Tyler Soderstrom, C, Turlock HS
The Nationals are no strangers to drafting kids right out of high school and should seriously consider Tyler Soderstrom if he’s still available. A UCLA commit, Soderstrom is known for his bat. In his Jr. year of high school at Turlock, he hit .450, with four homers, and 27 RBIs. His senior season was cut short due to Coronavirus. Before the season ended, the lefty appeared in four games, hitting .357, with a homer, and three RBIs.
“Soderstrom is an athletic, left-handed hitting catcher whose bat is ahead of his defense. At the plate, he’s really polished with a solid overall approach and makes the kind of loud contact that makes people sit up and take notice when he’s taking batting practice. He’s a hitter first, but he will get to his power. He might be a tick above average as a runner, especially for a catcher, and has shown he has the athleticism to play third and even the outfield.”

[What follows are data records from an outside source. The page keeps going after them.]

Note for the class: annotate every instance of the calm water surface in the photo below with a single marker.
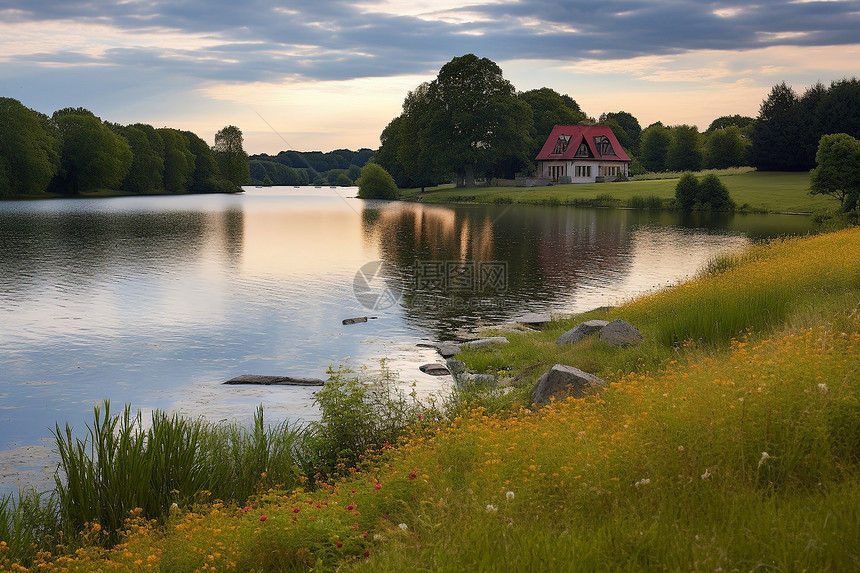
(155, 301)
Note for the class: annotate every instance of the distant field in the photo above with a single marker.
(758, 191)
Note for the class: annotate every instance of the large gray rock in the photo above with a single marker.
(274, 380)
(620, 333)
(582, 330)
(561, 380)
(434, 369)
(484, 342)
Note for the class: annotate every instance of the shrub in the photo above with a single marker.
(687, 191)
(376, 183)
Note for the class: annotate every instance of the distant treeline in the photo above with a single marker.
(338, 167)
(73, 151)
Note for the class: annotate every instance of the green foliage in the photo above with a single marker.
(376, 183)
(357, 415)
(709, 194)
(726, 148)
(685, 149)
(179, 161)
(93, 156)
(838, 171)
(119, 465)
(29, 149)
(230, 155)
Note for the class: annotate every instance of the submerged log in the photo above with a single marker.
(274, 380)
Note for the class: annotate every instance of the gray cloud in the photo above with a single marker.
(333, 39)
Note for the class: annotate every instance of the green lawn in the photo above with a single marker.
(759, 191)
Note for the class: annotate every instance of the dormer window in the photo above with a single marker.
(603, 146)
(561, 144)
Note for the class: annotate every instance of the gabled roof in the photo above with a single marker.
(568, 142)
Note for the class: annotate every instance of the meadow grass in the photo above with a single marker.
(739, 451)
(752, 190)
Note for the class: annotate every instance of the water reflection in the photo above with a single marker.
(156, 300)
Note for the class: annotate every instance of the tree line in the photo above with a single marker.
(338, 167)
(74, 151)
(471, 123)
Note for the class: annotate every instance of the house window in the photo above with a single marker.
(561, 145)
(604, 147)
(583, 150)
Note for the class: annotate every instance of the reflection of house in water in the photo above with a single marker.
(582, 154)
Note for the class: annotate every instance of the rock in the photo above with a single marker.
(357, 319)
(274, 380)
(534, 319)
(456, 367)
(582, 330)
(447, 349)
(561, 380)
(620, 333)
(484, 342)
(434, 369)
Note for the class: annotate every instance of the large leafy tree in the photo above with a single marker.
(685, 150)
(838, 170)
(179, 161)
(93, 156)
(468, 121)
(230, 155)
(29, 149)
(654, 146)
(550, 108)
(147, 164)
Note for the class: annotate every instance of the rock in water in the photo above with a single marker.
(620, 333)
(434, 369)
(484, 342)
(582, 330)
(274, 380)
(561, 380)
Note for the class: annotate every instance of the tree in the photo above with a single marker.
(231, 156)
(93, 156)
(29, 149)
(685, 150)
(626, 128)
(654, 146)
(467, 121)
(726, 147)
(147, 164)
(687, 191)
(179, 161)
(376, 183)
(550, 108)
(838, 170)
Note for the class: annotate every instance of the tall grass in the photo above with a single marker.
(120, 466)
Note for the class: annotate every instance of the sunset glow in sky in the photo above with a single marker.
(332, 74)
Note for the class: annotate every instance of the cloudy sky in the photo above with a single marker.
(327, 74)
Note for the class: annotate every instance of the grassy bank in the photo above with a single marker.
(729, 440)
(756, 191)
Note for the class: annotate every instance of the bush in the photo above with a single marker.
(376, 183)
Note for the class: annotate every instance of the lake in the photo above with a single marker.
(155, 301)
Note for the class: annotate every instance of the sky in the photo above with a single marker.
(331, 74)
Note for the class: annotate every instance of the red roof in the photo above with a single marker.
(565, 141)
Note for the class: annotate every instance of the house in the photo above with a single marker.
(581, 154)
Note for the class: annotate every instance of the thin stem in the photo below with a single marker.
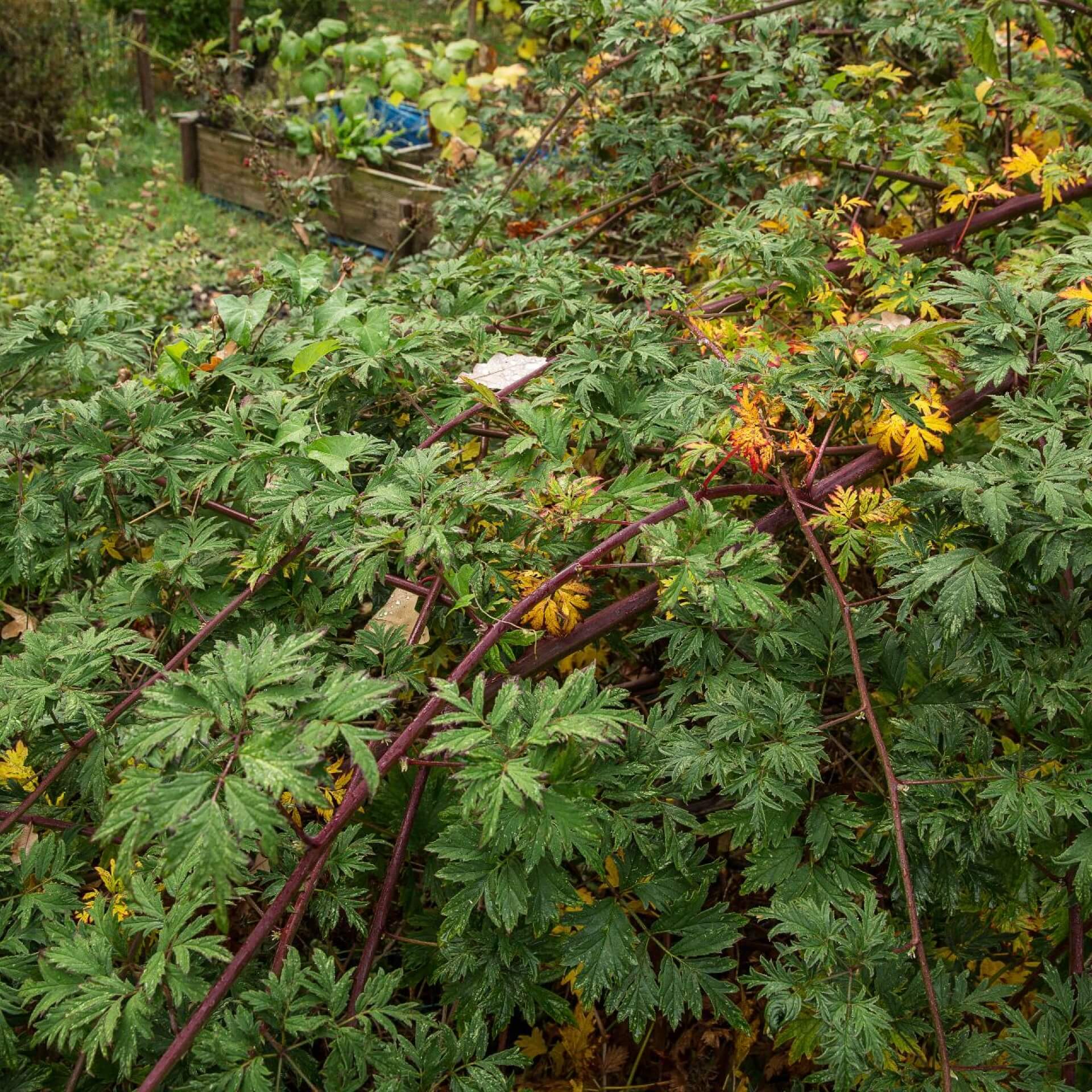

Over the years, Washington has moved players to different positions in order to get the best out of them. For example, Alfonso Soriano came to the District as a second baseman before being moved to the outfield. Bryce Harper was drafted as a catcher, but the team also shifted him to the outfield. It worked wonders for both players. Don’t be surprised if, down the line, they decided to do the same thing again.
The current catching core of Kurt Suzuki and Yan Gomes are 36 and 32 respectively. They aren’t getting any younger, and while the Nat’s have a few potential options in the minors, looking for a future replacement should still be towards the top of the team’s draft needs.
J.T. Ginn, RHP, Mississippi State
In six of the past eight years, the Nationals have spent their first-round pick on a pitcher, including the last three years in a row. It is unlikely the trend ends this year. J.T. Ginn had one of the best fastballs in his class but, only made one start this year, before undergoing Tommy John surgery. Usually, that scares off most teams, but not the Nats. The Nationals have proved time and time again, they know how to deal with the injury (think Stephen Strasburg) and have a history of drafting players who have undergone the surgery.
In 2019 (his freshmen year), Ginn went 8-4, with a 3.13 ERA, and 105 strikeouts. He went on to win SEC Freshmen of the Year. Ginn will need to overcome his injury but, has the talent that should entice the Nats. Plus, he has been receiving help from the three-time All-Star, Roy Oswalt.
“When healthy, Ginn usually deals at 91-95 mph and tops out at 97 with some of the best fastball life in the 2020 Draft, as his heater will run and sink and bore at various times. His wipeout slider can be just as difficult to hit, combining mid-80s velocity with two-plane depth. He also gets good downward action on his changeup, which shows flashes of becoming a plus offering.”
It might be worth it to take a risk on Ginn’s upside.